The love story between Gypsy Rose Blanchard and Nicholas Godejohn could sound like that of any average, young couple beginning a new relationship. The pair met on a Christian dating site and began talking regularly online, before meeting in person at a movie theater.
However, Gypsy revealed to Godejohn over the course of their relationship that her mother, Clauddine “Dee Dee” Blanchard, had been abusing her by forcing her to use a wheelchair and feeding tube. Gypsy’s alleged ordeal is a type of child abuse that experts refer to as Munchausen by proxy.
Both later would face charges related to Dee Dee’s death — Godejohn would be convicted of first-degree murder for killing Gypsy’s mother, and Gypsy pleaded guilty to second-degree murder. Godejohn shared details about his intimate relationship with Gypsy on “Killer Couples: Gypsy Rose & Nick: A Love to Kill For.”
They both took on different personalities when they communicated, according to Godejohn. He claimed to have several alternate personalities, including one that showcased his sexually dominant side.
“I started exploring it with Gypsy because she’s the one I’d hoped would be brave enough to actually explore it with me,” Godejohn said.
Dr. Marc Feldman, author of the book “Dying to Be Ill: True Stories of Medical Deception” and a clinical professor of psychiatry at the University of Alabama, said on the episode that Gypsy went along with the alternate personalities because she was desperate for Godejohn’s love and attention .
“I don’t think they were authentic,” Feldman said. “I think they were just done to satisfy his rather perverse needs.”
“Rose” was one of Gypsy’s alternate personalities, according to Godejohn.
“That one is basically the most mature form of Gypsy,” Godejohn said. “Bella is another one that most people don’t know about. That was basically the romantic part of her.”
Godejohn also described a more sexually explicit personality named “Candy,” and an “evil side” they called “Ruby.”

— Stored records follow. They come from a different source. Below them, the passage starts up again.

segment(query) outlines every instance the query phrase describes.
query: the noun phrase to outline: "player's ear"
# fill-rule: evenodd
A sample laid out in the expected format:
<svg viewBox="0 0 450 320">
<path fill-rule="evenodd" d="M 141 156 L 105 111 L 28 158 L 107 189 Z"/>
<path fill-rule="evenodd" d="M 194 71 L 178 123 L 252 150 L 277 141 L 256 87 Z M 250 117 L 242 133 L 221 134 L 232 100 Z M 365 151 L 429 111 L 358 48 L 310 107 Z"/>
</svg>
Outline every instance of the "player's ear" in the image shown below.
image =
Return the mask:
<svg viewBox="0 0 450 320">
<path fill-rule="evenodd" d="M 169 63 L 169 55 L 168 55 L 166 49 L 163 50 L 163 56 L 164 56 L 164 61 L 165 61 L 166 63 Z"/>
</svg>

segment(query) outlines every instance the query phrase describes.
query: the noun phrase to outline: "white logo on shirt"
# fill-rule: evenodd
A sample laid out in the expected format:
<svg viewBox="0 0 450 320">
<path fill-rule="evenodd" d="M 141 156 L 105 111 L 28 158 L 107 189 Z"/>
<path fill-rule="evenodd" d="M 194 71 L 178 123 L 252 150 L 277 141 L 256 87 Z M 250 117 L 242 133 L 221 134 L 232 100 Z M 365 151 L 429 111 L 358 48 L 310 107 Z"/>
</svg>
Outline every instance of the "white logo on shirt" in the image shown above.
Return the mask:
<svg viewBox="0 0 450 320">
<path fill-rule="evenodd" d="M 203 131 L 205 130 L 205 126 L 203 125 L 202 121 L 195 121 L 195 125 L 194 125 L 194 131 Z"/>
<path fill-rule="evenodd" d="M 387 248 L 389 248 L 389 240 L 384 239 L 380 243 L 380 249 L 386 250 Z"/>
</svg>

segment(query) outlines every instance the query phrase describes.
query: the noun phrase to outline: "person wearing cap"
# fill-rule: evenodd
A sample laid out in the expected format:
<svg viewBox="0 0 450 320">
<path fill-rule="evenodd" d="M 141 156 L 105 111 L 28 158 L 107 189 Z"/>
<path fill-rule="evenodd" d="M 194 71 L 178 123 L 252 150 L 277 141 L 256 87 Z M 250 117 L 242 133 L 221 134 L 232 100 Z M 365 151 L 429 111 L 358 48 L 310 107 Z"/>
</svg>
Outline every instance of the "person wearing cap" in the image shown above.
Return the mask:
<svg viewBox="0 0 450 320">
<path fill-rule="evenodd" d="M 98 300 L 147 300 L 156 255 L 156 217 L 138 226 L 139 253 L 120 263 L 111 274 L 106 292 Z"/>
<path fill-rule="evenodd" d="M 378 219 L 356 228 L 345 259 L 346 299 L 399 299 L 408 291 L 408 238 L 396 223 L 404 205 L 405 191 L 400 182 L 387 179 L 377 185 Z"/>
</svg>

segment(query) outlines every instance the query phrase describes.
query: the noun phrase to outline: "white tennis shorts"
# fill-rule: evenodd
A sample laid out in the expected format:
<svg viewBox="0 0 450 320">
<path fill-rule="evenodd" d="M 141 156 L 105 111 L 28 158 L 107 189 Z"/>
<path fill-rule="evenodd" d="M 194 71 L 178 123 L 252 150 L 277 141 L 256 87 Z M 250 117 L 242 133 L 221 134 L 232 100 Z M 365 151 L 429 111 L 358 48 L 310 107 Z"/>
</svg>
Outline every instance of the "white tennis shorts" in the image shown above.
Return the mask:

Gypsy spoke about Godejohn’s personality named “Victor” in an interview with Dr. Phil on his true crime podcast. Victor represented Godejohn’s evil side, and was described as a vampire on the podcast.
Dr. Feldman spoke with Oxygen.com about the couple’s alter egos, and said it’s unclear how Godejohn might have developed the belief that he was channelling a 500-year-old vampire.
“I think it tended to bind his ego and keep him from deteriorating further psychologically to think of himself as not weak, but in fact buried within him was this very strong, ancient character,” Feldman told Oxygen.com. “It was Victor who was mobilized, in a sense, this personality state, to commit the actual murder.”
Godejohn was diagnosed with autism in grade school, according to his father, Bobby, who spoke out in the “Killer Couples” episode.
However, the severity of Godejohn’s autism spectrum disorder was called into question by a psychologist brought in by prosecutors at his trial.
“I do think that — considering that there can be lots of ramifications from an autism spectrum disorder — that, in Nick’s case, the persona of Victor may have been just an odd manifestation or a kind of twist in the road that most people with autism don’t have,” Feldman said. “Why? His background, his genetics, his upbringing played a role in his developing this particular permutation. I just don’t know.”
Feldman added that most people with mental illness or autism tend to be victims of violence, rather than perpetrators.
Gypsy is currently serving a 10-year sentence with the possibility of parole, after pleading guilty to second-degree murder, and Godejohn is serving a life sentence, after being convicted of first-degree murder.